See & Be Seen: An important message part of motorcycle safety
Delaware Office of Highway Safety Officials say there have been 8 motorcycle fatalities on Delaware roads in 2016, and over the last decade, more than 175 motorcyclists have died in the First State.
While the number of fatalities is less than the same time last year, the Delaware Office of Highway Safety, along with state and local law enforcement, is reminding motorists and motorcyclists alike to “See & Be Seen” when driving.
From August 12 to August 15, law enforcement across Delaware will be patrolling high crash roadways to make sure that both motorists and motorcyclists are riding and driving safely and sharing the road. Agencies participating in the enforcement include Dover PD, Georgetown PD, Milford PD, Millsboro PD, Seaford PD, and Delaware State Police.
Officials say that warm weather means more motorcycles out on the road, and fatal crashes with motorcycles continue while helmet usage is on the decline.
“Wearing a helmet is an important way for a motorcyclist to stay safe, but we all play a part. It’s up to all motorists and motorcyclists to make our roads safer,” says Jana Simpler, Director of the Office of Highways Safety. “It’s especially important for motorists to understand motorcycle safety challenges such as size and visibility, and riding practices like downshifting and weaving to be able to anticipate and respond to motorcyclist behavior.”
Delaware OHS officials say that all drivers need to know how to anticipate and respond to motorcyclists to avoid fatal crashes. They remind drivers to look twice for motorcyclists before pulling out from an intersection or cross roads and remind motorcyclists that they need to obey the state’s motorcycle safety laws including having the proper motorcycle endorsement on their license.
General tips from the Delaware OHS to drivers on how to prevent a fatal crash with a motorcycle are as follows:
- Though a motorcycle is a small vehicle, its operator still has all the rights of the road as any other motorist. Allow the motorcycle the full width of a lane at all times.
- Always signal when changing lanes or merging with traffic.
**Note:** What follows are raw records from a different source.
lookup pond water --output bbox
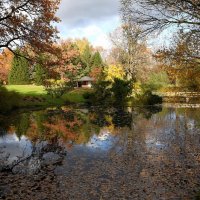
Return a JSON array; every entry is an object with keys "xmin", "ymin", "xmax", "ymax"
[{"xmin": 0, "ymin": 106, "xmax": 200, "ymax": 200}]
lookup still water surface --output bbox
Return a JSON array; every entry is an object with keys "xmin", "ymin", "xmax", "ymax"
[{"xmin": 0, "ymin": 107, "xmax": 200, "ymax": 199}]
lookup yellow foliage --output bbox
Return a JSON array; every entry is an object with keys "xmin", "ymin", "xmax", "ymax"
[
  {"xmin": 75, "ymin": 38, "xmax": 90, "ymax": 54},
  {"xmin": 104, "ymin": 65, "xmax": 125, "ymax": 82}
]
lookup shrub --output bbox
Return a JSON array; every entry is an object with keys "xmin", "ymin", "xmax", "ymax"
[
  {"xmin": 133, "ymin": 88, "xmax": 162, "ymax": 105},
  {"xmin": 84, "ymin": 81, "xmax": 112, "ymax": 106},
  {"xmin": 0, "ymin": 86, "xmax": 21, "ymax": 112},
  {"xmin": 8, "ymin": 56, "xmax": 30, "ymax": 85},
  {"xmin": 34, "ymin": 64, "xmax": 46, "ymax": 85},
  {"xmin": 44, "ymin": 79, "xmax": 72, "ymax": 98}
]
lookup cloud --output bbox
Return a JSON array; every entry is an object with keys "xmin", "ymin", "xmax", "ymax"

- If you see a motorcycle with a signal on, be careful: motorcycle signals are often non-canceling and could have been forgotten. Always ensure that the motorcycle is turning before proceeding.
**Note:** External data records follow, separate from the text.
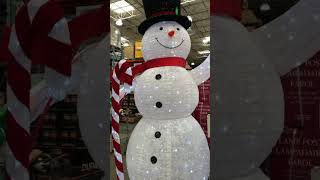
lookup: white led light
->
[116,19,123,26]
[202,36,210,44]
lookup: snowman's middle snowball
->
[134,66,199,120]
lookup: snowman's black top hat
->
[138,0,191,34]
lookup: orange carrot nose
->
[168,31,176,37]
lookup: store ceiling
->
[110,0,210,63]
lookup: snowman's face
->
[142,21,191,61]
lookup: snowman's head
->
[142,21,191,61]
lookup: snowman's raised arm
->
[252,0,320,75]
[190,55,210,85]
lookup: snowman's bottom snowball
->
[126,116,210,180]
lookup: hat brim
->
[138,15,191,35]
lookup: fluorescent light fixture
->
[110,0,134,14]
[181,0,195,4]
[198,50,210,54]
[116,19,123,26]
[202,36,210,44]
[121,37,129,42]
[260,3,271,11]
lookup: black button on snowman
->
[126,0,210,180]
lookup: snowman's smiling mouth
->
[156,38,184,49]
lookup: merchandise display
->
[111,1,210,180]
[0,0,108,179]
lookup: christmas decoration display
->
[6,1,72,179]
[111,0,210,180]
[211,0,320,180]
[0,0,108,179]
[77,34,110,180]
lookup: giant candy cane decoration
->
[111,60,135,180]
[0,0,109,180]
[6,0,72,180]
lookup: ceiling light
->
[260,3,271,11]
[198,50,210,54]
[202,36,210,44]
[110,0,134,14]
[121,37,129,42]
[116,19,123,26]
[181,0,195,4]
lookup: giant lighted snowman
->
[126,1,210,180]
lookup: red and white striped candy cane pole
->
[111,60,142,180]
[6,0,72,180]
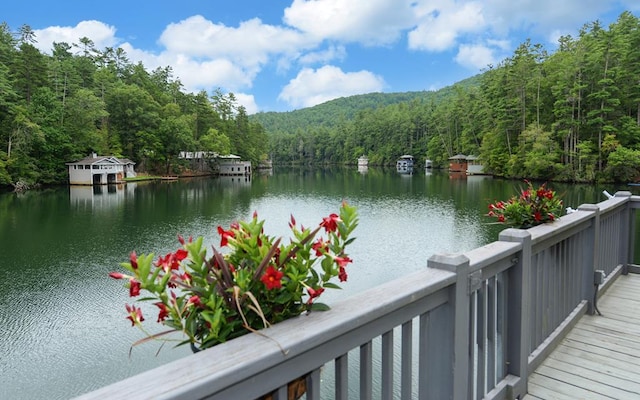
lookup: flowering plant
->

- Check all mirrors and blind spots for motorcycles before changing lanes or merging with traffic, especially at intersections.
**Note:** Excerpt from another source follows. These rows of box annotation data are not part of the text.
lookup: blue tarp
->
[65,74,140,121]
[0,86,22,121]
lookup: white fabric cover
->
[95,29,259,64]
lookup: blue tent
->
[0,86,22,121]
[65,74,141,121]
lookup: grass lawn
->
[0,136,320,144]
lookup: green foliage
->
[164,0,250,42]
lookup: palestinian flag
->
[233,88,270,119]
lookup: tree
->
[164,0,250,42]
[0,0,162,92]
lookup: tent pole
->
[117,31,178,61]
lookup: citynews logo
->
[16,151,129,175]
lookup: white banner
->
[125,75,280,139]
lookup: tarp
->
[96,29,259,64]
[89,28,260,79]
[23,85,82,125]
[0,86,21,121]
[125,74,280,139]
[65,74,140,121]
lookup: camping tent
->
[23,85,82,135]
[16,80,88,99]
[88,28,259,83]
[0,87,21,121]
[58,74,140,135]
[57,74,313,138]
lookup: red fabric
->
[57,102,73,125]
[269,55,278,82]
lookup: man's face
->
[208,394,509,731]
- Always allow more follow distance – three to four seconds – when behind a motorcycle. This gives them more time to maneuver or stop in an emergency.
- Never drive distracted or impaired.
Delware OHS also say that motorcyclists must also take precautions to remain safe on the road, and they can increase their safety by following these steps:
- Wear a DOT-compliant helmet and other protective gear.
- Obey all traffic laws and be properly licensed.
- Use hand and turn signals at every lane change or turn.
- Wear brightly colored clothes and reflective tape to increase visibility.
- Ride in the middle of the lane where you will be more visible to drivers.
- Never ride distracted or impaired.
According to the National Highway Traffic Safety Association, in 2014, 4,586 motorcyclists were killed in traffic crashes, a decrease of 2.3 percent from 2013, which totalled 4,692. Those deaths reportedly account for 14 percent of the total highway fatalities that year, despite motorcycle registrations representing only 3 percent of all vehicles in the United States in 2014. Injured motorcyclists also apparently decreased from 93,000 in 2013 to 88,000 in 2014.
NHTSA estimates that 1,630 lives were saved in 2014 because of proper helmet usage, but another 715 lives could have been saved if helmets had been worn.
“By following basic safety rules, we can all help prevent crashes. We can all help prevent motorcyclist fatalities on our roads. Our message is for all drivers and riders: Share the responsibility of keeping our roads safe-always share the road,” says Community Relations Officer, Lisa Flowers.